You can’t cross the finish line if you don’t know where it is. Some goals are sprints while others are marathons with multiple checkpoints. But as you define the metrics that quantify your goal, you should be able to pair each metric with a result. Sometimes, the result is simply discovery. You might not know what will happen if you stick to your exercise regime for three months, for example. But as you discover the results your actions can produce, you can calibrate your actions toward specific outcomes, such as continuing to exercise for the next three months and improving your mile run time. Knowing why you’re sticking to your goal helps you resist the pull of bad habits and distractions.
Again, a single look at your goals only gets you so far. Setting deadlines for measuring your results provides a sense of urgency and encourages accountability, whether you’re reflecting on your own progress or sharing it with a friend.
Focused HR Resolutions,
Your HR resolutions can help your employees learn how to set SMART goals, and then provide the resources and encouragement needed to accomplish them. You can show your employees that your organization is invested in making their lives better—not just at work, but at home as well.
Focusing on a specific, values-related challenge for each month applies the “Choose, Focus, Finish, Repeat” formula to your organization as a whole, making it easier for your employees to engage with the challenges and see results. These challenges become even more effective when you can tie them to your organization’s values, making them a consistent part of your overall strategy rather than a one-time exercise.
Monthly company updates are great times to introduce and reflect on these value challenges. Making value challenges a consistent practice throughout the year helps employees come to expect them.
It’s also important to share the metrics you’ll be measuring with managers. By doing so, you can ensure everyone is on the same page, working to achieve the same things on the way to your collective goal.
Here are some examples of values-related challenges:
This is a big one right when employees return from the holidays. Last spring, BambooHR set a company goal to get 15 minutes of activity every workday, whether it was an outdoor lunch or a walking work meeting.
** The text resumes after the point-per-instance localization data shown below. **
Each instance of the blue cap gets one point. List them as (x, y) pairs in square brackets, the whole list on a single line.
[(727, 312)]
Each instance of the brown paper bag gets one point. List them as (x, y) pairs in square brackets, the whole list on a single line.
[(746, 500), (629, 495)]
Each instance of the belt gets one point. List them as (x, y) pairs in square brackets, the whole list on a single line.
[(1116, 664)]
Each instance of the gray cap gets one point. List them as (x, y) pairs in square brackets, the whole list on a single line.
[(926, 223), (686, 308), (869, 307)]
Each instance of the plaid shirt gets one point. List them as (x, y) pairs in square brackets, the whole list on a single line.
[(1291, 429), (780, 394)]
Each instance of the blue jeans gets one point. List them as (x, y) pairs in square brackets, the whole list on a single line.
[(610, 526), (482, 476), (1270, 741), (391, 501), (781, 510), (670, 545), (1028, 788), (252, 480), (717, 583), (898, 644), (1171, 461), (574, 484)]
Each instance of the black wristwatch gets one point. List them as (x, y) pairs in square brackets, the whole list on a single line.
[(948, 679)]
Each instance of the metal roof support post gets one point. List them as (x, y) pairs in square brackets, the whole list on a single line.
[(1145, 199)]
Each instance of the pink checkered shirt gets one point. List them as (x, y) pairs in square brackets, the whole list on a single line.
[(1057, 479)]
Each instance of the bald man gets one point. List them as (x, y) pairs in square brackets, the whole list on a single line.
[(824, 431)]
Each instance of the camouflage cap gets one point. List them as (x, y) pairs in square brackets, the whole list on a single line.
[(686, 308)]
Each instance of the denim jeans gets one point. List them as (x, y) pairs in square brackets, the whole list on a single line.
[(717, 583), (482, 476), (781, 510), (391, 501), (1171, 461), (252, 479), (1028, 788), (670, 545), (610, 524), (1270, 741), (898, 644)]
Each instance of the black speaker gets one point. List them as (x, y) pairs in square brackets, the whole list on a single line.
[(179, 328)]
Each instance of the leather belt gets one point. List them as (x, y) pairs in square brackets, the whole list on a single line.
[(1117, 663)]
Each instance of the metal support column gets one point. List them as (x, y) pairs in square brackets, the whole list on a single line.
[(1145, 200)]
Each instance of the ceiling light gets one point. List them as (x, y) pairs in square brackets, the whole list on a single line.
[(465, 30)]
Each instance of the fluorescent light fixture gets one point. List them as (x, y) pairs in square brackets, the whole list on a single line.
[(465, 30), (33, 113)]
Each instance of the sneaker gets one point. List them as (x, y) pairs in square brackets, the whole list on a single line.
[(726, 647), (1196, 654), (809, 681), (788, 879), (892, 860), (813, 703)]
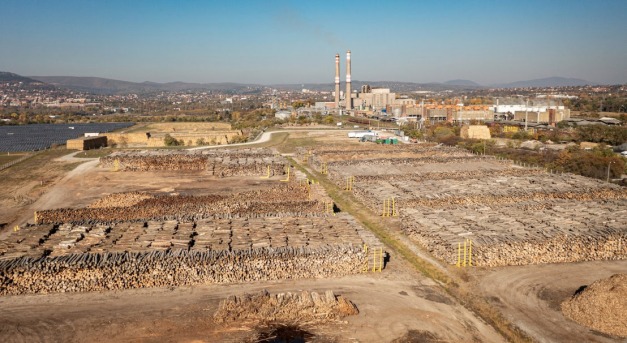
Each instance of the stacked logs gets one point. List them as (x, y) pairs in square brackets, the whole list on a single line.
[(221, 163), (263, 307), (283, 200), (121, 200), (170, 268), (600, 244), (516, 196), (463, 175), (597, 244)]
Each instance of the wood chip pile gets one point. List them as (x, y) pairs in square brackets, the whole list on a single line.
[(513, 215), (286, 308), (601, 306)]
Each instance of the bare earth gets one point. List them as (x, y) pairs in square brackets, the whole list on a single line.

It wasn’t until mid-November that we finally took down the volleyball net. When employees saw the benefits, we went beyond the required activity challenge and developed a culture of wellness.
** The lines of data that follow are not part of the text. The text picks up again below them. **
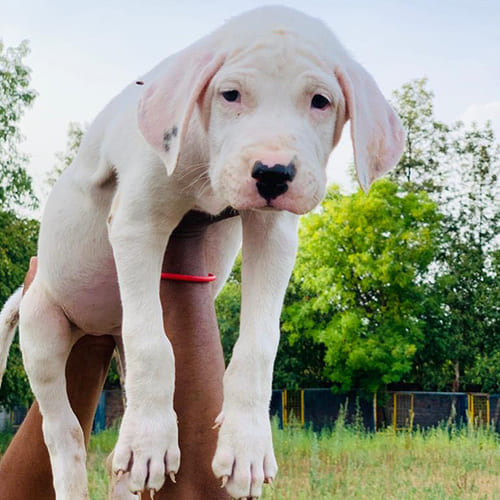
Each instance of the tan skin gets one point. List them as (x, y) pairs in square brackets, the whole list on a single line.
[(191, 326)]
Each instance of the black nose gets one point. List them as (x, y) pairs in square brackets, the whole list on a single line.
[(272, 181)]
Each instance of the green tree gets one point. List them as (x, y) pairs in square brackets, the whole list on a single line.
[(18, 238), (18, 235), (425, 163), (361, 269), (16, 188), (458, 168)]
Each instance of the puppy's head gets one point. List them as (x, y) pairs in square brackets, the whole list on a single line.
[(274, 89)]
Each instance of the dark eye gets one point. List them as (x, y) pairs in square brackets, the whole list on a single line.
[(231, 95), (319, 102)]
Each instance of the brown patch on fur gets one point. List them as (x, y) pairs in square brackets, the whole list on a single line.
[(76, 434)]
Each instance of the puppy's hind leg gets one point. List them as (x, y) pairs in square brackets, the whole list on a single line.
[(46, 340)]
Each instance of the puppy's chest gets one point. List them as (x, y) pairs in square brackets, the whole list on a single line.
[(212, 205)]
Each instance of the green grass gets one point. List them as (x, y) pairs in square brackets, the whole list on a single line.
[(348, 463)]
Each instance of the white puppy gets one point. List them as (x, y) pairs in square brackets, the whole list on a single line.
[(246, 118)]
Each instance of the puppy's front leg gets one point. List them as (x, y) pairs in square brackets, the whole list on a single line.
[(147, 446), (244, 456)]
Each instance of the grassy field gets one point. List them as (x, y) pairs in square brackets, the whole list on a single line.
[(346, 463)]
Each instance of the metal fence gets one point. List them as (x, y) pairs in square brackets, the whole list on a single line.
[(402, 410)]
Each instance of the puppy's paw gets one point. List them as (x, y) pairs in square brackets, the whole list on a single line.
[(147, 450), (244, 458)]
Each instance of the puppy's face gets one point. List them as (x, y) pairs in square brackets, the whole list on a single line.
[(271, 114)]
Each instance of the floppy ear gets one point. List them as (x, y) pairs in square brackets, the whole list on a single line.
[(166, 106), (376, 132)]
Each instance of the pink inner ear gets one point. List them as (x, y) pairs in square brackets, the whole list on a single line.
[(376, 132), (167, 104)]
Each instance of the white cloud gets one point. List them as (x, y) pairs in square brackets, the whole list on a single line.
[(481, 113)]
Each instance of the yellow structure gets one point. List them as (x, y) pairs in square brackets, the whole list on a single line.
[(478, 411), (293, 407)]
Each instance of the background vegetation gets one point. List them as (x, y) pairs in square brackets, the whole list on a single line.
[(400, 285)]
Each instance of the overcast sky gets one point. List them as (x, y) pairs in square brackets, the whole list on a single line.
[(83, 53)]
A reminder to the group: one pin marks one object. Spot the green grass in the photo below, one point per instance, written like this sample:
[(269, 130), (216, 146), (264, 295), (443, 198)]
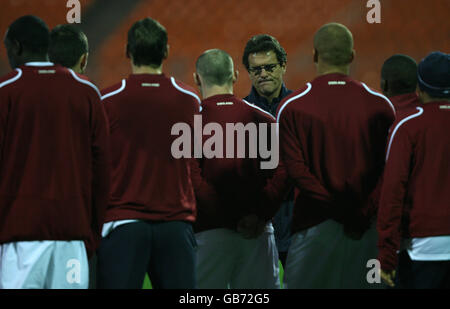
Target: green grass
[(148, 285)]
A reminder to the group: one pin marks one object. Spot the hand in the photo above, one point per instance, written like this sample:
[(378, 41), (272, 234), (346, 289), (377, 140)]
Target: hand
[(388, 277), (250, 226)]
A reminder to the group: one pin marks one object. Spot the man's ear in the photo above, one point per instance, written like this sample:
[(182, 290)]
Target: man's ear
[(384, 86), (166, 53), (352, 57), (84, 62), (235, 76), (127, 51), (197, 80), (283, 68), (16, 48)]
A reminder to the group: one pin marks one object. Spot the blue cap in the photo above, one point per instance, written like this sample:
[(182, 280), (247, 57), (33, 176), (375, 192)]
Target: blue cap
[(434, 75)]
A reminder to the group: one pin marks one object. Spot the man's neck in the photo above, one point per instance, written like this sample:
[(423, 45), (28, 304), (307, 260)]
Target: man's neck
[(208, 92), (324, 69), (271, 97), (431, 100), (146, 69), (33, 58)]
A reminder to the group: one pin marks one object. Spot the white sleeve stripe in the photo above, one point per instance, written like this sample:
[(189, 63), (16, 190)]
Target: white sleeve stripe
[(379, 95), (12, 80), (110, 94), (292, 99), (420, 109), (174, 83), (259, 108), (85, 82)]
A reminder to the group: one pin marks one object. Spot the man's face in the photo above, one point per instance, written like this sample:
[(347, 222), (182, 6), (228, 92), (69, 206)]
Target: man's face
[(266, 73)]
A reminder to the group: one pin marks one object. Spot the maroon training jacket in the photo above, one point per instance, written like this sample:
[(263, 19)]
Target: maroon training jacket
[(54, 173), (333, 136)]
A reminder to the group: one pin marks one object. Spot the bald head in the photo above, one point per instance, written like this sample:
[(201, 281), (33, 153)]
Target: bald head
[(399, 75), (215, 67), (333, 44)]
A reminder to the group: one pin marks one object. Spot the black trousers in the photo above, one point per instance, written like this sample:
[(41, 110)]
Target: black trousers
[(422, 274), (164, 250)]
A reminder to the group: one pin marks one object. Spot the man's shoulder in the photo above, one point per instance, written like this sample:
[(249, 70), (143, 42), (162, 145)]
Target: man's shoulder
[(300, 95), (113, 90), (258, 111), (184, 88), (10, 78)]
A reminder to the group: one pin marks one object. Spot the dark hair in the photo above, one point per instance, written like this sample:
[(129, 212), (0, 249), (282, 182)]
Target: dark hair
[(400, 72), (67, 44), (147, 42), (32, 33), (216, 67), (264, 43)]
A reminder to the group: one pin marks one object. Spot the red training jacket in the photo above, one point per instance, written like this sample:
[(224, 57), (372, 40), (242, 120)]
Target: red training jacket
[(415, 199), (54, 173), (332, 139)]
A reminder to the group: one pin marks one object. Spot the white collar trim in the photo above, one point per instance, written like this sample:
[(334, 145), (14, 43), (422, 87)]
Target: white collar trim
[(39, 64)]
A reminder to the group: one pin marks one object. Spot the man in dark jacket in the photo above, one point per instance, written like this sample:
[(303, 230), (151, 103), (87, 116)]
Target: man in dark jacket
[(265, 60)]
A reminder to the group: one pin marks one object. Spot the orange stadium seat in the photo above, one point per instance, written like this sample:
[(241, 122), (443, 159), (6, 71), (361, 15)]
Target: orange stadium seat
[(197, 25)]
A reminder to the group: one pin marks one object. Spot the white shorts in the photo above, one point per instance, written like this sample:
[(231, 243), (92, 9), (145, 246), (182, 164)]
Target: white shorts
[(324, 257), (44, 265), (227, 260)]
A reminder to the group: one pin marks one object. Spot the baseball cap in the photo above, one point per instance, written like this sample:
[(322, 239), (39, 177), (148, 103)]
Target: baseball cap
[(434, 74)]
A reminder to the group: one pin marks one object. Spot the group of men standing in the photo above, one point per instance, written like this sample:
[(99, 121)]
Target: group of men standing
[(91, 175)]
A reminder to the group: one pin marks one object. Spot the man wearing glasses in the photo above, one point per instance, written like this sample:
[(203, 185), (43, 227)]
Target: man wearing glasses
[(265, 60)]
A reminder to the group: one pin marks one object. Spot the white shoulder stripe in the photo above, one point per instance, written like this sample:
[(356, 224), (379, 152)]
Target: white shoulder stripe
[(12, 80), (292, 99), (420, 112), (174, 83), (379, 95), (85, 82), (260, 109), (110, 94)]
Few problems distract employees like financial concerns. Developing a proactive approach to financial literacy for employees can keep today’s “I should save more” from becoming tomorrow’s personal crisis. Consider sponsoring a financial planning course for your employees and tracking attendance. Many benefit providers offer presentations on their program results; partnering with them can make it easier to measure program usage and get an idea of your employees’ financial health.
Helping your employees develop good communication skills does more than make them more effective in your organization. Communication challenges could include exploring how to give and receive honest feedback, taking time each day to practice gratitude, and even seeking out opportunities for volunteer work with the organization’s blessing. As employees internalize these skills and apply them in other parts of their lives, they don’t just become more effective employees. They become better people.
If you develop HR resolutions to support your employees in their growth throughout the year, you can make the first part of January a true epiphany moment for your people—one where they can look at their experience with your organization and see a place where they want to stay, grow, and thrive.